Denizli ve Emirdağ Lahikaları I -II | Mektup 376 | 460
(460-460)

Sâlisen: Risâle-i Nur’un ma’nevî avukatı ve bir kahramanı Ahmed Feyzi, İzmir’deki Nur’un teksiri ve intibahkârâne İzmir vaziyeti ile Ahmed Feyzi alâkadar olmuş teksirdeki tashihatı deruhde etmiş. Mehmed Yayla ve Abdurrahman gibi ve yardım eden kardeşler gibi İzmir’de Nur’un teksirinde alâkalarını devam ettireceklerine dâir mektubu hapishânede Nur’un küçük bir kahramanı olan Bayram getirdi. Ve Ahmed Feyzi onunla bir mikdar zeytin ve zeytinyağı göndermiş. Ben Abdülmecid kardeşimin hediyesini kabûl etmediğim halde Ahmed Feyzi kardeşimi daha ziyâde kendime yakın gördüğümden hediyesini kabûle mecbûr oldum. Fakat kaidem bozulmamak için o hediyeye mukabil benim hesabıma bir Sözler mecmûası, beş tane Cevşen-ül Kebir, üç tane Nazif’in mektubunda yazdığı bana ait nüshalardan ve İstanbul’dan size gelecek Hizb-i Nuriye’yi ona gönderiniz.
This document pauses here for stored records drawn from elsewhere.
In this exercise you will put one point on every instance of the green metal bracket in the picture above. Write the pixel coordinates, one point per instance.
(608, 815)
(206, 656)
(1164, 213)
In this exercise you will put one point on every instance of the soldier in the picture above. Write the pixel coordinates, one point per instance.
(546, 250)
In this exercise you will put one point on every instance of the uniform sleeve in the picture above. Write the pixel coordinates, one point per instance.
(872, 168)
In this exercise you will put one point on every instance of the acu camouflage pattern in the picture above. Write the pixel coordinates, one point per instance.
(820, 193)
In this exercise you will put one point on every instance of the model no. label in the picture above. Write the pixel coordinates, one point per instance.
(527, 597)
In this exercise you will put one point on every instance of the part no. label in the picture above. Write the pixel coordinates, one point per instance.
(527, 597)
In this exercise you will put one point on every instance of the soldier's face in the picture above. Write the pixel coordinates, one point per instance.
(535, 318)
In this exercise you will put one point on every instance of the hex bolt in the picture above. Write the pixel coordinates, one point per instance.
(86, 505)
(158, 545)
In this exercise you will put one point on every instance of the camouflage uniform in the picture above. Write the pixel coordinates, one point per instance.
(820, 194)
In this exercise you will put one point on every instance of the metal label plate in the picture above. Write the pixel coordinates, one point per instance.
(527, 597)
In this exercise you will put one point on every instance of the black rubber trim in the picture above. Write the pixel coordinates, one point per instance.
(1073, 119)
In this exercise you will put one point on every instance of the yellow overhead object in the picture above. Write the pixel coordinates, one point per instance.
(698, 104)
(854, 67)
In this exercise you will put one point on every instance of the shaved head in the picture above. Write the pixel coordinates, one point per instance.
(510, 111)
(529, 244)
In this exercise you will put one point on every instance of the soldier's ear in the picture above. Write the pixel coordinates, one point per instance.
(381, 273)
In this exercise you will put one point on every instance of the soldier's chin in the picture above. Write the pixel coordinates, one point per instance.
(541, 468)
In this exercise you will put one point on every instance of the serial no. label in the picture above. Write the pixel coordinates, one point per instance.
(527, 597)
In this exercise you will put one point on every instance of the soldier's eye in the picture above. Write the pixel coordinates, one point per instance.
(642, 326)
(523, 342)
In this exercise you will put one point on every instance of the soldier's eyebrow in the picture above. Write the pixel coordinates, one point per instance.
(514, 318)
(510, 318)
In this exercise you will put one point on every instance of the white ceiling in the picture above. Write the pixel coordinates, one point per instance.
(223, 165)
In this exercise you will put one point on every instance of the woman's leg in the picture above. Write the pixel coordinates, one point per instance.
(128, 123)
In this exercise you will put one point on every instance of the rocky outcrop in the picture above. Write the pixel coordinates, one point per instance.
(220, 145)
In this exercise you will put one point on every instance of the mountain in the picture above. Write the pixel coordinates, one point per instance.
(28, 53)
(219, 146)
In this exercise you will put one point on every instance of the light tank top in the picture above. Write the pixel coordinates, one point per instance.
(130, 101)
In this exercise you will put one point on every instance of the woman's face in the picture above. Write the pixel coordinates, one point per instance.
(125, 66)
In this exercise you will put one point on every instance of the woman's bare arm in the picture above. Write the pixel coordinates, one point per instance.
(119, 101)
İki Nurcu Ankara’ya gittiler. Hem Başvekil, hem Dahiliye Vekili, hem Maarif Vekili lehimizdedir. Ve bize müjdeli haber geldi. Onun için beni merak etmeyiniz. Ben gelen sıkıntıdan ma’nevî sürur duyuyorum.

* * *

(376)


(Seyyid Sâlih’in mektubundan bir parçadır.)

Bu sene on beş talebe birlikte Hicaz’a gidecekler. Hicaz’da olan masraflarını da Hicaz almıyacak. Kendilerine düşen masraf çok az bir şey olacak. Dönüşlerinde Sâlih ile bir-iki arkadaşı, İran ve diğer hükümetleri gezdikten sonra Pakistan’a İslâm Gençlik Konferansına âza olarak gidecekler. Belki bunların yol masrafını hükümet verecek. Bu hususta emirlerinizi intizar ediyoruz.

Ali Ekber Şahı, Said Ramazan’ı, Abdurrahîm Zapsu görmüş; Pakistan’da çok hürmet etmişler. Üstadımız yerine ellerini öptüler, duânızı rica etmişler.